Однако бросается в глаза
различие в толковании энтелехии в античности и у Лейбница. У Аристотеля
энтелехия имеет значение завершенности, законченности, у Лейбница,
напротив, бесконечного стремления, томления по высшему началу,
деятельности: не случайно влечение (конатус), стремление становится одним
из главных определений монады; не случайно идея развития выступает у
Лейбница не только в плане статическом, как иерархия существ, но и как
возможность развития каждой монады от примитивного состояния низших
организмов до высших духов. У Аристотеля "знающие ведут жизнь более
приятную, чем ищущие (знания)", - ибо покой выше движения, бытие выше
становления. Напротив, Лейбниц пишет: "...я нахожу, что беспокойство
принадлежит к сущности счастья сотворенных существ, заключающегося не в
полном обладании, от которого они стали бы бесчувственными и как бы тупыми,
но в постоянном, непрерывном продвижении к большим благам, которое
сопровождается желанием или по крайней мере постоянным беспокойством...".

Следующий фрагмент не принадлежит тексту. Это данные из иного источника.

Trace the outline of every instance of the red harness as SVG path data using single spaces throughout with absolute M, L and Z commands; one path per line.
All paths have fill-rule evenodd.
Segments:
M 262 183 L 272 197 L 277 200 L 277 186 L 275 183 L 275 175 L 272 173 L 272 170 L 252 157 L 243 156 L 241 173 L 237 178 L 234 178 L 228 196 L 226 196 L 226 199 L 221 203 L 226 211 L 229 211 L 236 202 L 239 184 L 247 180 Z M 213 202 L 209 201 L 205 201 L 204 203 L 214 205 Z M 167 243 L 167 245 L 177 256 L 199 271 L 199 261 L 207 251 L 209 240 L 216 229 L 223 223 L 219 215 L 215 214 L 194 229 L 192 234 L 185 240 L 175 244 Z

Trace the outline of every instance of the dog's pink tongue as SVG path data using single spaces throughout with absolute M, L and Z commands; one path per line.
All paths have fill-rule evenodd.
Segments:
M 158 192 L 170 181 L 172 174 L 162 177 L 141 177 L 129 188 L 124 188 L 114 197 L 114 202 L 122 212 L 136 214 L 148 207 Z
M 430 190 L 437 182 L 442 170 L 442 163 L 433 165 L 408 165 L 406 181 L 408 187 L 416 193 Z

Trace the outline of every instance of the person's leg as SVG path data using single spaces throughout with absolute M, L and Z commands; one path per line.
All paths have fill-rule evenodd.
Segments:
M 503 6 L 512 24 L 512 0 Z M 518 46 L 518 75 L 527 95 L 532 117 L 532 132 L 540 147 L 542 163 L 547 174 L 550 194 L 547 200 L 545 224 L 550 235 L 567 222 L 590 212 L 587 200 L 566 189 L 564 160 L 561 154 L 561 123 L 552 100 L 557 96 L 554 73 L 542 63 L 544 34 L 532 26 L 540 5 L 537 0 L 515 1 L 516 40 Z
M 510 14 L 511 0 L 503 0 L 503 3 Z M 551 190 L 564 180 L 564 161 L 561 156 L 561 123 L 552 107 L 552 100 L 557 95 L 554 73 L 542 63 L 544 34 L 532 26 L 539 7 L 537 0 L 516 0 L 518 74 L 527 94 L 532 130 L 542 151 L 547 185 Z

Счастье Лейбниц видит именно в продвижении, прогрессе, т.е. скорее в
становлении, стремлении, чем в бытии. Здесь подоплека лейбницева понимания
монады и ее сущности как влечения, подоплека, коренящаяся в самом
мироощущении немецкого философа, несовместимом с мироощущением античного
мудреца. С активизмом Лейбница, с его предпочтением становления и
деятельности бытию связано и его принятие категории актуально бесконечного.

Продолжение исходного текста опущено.